The word “luck” is something we toss around with great regularity. We feel lucky when we find a four-leaf clover, when our name is selected in a drawing and on occasions when we think the odds may be stacked against us. Many successful people will credit others who have helped them along the way. There may be an outstanding teacher in your life, someone who invested in your natural abilities, or a parent that pushed you to outwork everyone else. Or, it may be the combined effort of many who support and challenge you.

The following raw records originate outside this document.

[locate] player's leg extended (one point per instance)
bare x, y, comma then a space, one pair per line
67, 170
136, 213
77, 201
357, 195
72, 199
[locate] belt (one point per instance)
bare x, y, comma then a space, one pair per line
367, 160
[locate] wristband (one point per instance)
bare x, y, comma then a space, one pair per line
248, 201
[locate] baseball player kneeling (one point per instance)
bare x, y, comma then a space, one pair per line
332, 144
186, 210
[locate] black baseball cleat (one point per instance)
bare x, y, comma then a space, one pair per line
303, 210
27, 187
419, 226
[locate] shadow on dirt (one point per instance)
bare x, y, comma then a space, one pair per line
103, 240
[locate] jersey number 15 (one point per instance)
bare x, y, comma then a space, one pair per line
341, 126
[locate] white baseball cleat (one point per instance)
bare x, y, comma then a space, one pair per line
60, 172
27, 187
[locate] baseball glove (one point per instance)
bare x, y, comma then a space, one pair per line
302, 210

While driving my kids to school the other day, I asked, “What do you think luck is?” My oldest son, John Henry, is an old soul and immediately responded with, “There really isn’t luck, just Jesus, and since He lives in my heart, I know I am lucky, and all good luck comes from Him.” I did not expect this response, but must admit I felt pretty “lucky” to be his mom. I was really just searching for something to write, but it led to an answer which was much more thought provoking. Do some people just get lucky or is it all the result of natural gifts and hard work? I believe it is the latter, and like John Henry pointed out, what comes naturally to you is often a gift. Do not take these qualities for granted; combine them with hard work and they can be used to your advantage.
“I’m a great believer in luck, and I find the harder I work, the more I have of it.” —Thomas Jefferson
I find joy in seeing people use and succeed in their gifts. It is even more rewarding to see people use their gifts to help others cultivate their own abilities. This is a quality Nicole Brisco, featured in our cover story, exemplifies. She uses her gifts as an artist to develop others, encourage higher-level thinking, build confidence and create curriculum for districts across the nation. I consider myself lucky to raise my children alongside Nicole. She is someone I respect, as she always speaks with wisdom and I value her opinion.
I hope you enjoy this month’s issue of Texarkana Monthly featuring local people whose natural gifts and hard work have left their mark on others through education, self-expression, overcoming injury and turning a vision into a home. Thank you for reading and remember, “everyone is famous in their hometown!”